1. ARMA(1,1) Model Definition
The ARMA(1,1) process is given by:
$$ y_t = a_1 y_{t-1} + \epsilon_t + \theta_1 \epsilon_{t-1} $$
where $\epsilon_t$ is a white noise process (mean zero, constant variance, uncorrelated over time).
2. Stationarity Condition: AR Part
- The process is stationary if the mean, variance, and autocovariances do not depend on time.
- The key restriction comes from the autoregressive (AR) part:
- The characteristic equation is $1 - a_1 L = 0$, where $L$ is the lag operator.
- The root is $L = 1/a_1$.
- Stationarity requires:
$$ |a_1| < 1 $$
- If $|a_1| \geq 1$, the process is nonstationary: the mean and variance can grow over time.
3. MA Part: Invertibility
- The moving average (MA) part does not affect stationarity, but it does affect invertibility (whether the process can be written as an infinite AR process).
- Invertibility restriction:
$$ |\theta_1| < 1 $$
- This ensures the MA part can be expressed as a convergent AR(â) process.
4. Combined ARMA(1,1) Stationarity
- Summary:
- The ARMA(1,1) process is stationary if and only if:
- $|a_1| < 1$
- The MA parameter $\theta_1$ can take any value for stationarity, but invertibility requires $|\theta_1| < 1$.

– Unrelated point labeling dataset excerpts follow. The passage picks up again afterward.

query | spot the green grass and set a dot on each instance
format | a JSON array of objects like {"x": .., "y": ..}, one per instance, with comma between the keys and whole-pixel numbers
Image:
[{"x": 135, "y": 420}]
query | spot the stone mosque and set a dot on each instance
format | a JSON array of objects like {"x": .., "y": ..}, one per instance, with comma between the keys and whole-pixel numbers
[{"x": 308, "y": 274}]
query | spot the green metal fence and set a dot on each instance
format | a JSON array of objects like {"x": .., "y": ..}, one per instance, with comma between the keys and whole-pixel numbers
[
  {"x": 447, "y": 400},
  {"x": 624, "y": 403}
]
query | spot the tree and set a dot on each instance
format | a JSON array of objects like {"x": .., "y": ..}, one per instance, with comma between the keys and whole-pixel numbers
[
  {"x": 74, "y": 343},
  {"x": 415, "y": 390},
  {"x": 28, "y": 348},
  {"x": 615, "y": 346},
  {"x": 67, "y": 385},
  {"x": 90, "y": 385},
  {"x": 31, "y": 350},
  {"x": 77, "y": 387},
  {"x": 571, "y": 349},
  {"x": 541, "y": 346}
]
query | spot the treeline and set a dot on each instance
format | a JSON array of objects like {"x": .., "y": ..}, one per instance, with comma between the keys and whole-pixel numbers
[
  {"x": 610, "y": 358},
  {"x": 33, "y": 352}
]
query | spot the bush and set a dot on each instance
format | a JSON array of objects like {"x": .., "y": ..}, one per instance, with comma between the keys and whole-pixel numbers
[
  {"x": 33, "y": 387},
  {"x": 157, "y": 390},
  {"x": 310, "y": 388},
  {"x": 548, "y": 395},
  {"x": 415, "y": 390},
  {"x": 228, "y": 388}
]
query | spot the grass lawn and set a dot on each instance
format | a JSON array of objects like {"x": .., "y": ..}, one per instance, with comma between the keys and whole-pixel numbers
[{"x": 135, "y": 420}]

- The ARMA(1,1) process is stationary if and only if:
- If these conditions hold, the mean, variance, and autocovariances of $y_t$ are finite and do not depend on time.
5. Interpretation
- Why is $|a_1| < 1$ required?
- If $|a_1| \geq 1$, shocks to the process persist or grow, so the process does not settle to a constant mean/variance.
- MA part:
- The MA term only affects the short-run dynamics, not the long-run stationarity.
- Box-Jenkins methodology:
- When fitting ARMA models, always check the AR roots for stationarity and the MA roots for invertibility.
In summary:
- For an ARMA(1,1) process, stationarity requires $|a_1| < 1$.
- Invertibility requires $|\theta_1| < 1$.
- These restrictions ensure the process is well-behaved and suitable for time series analysis.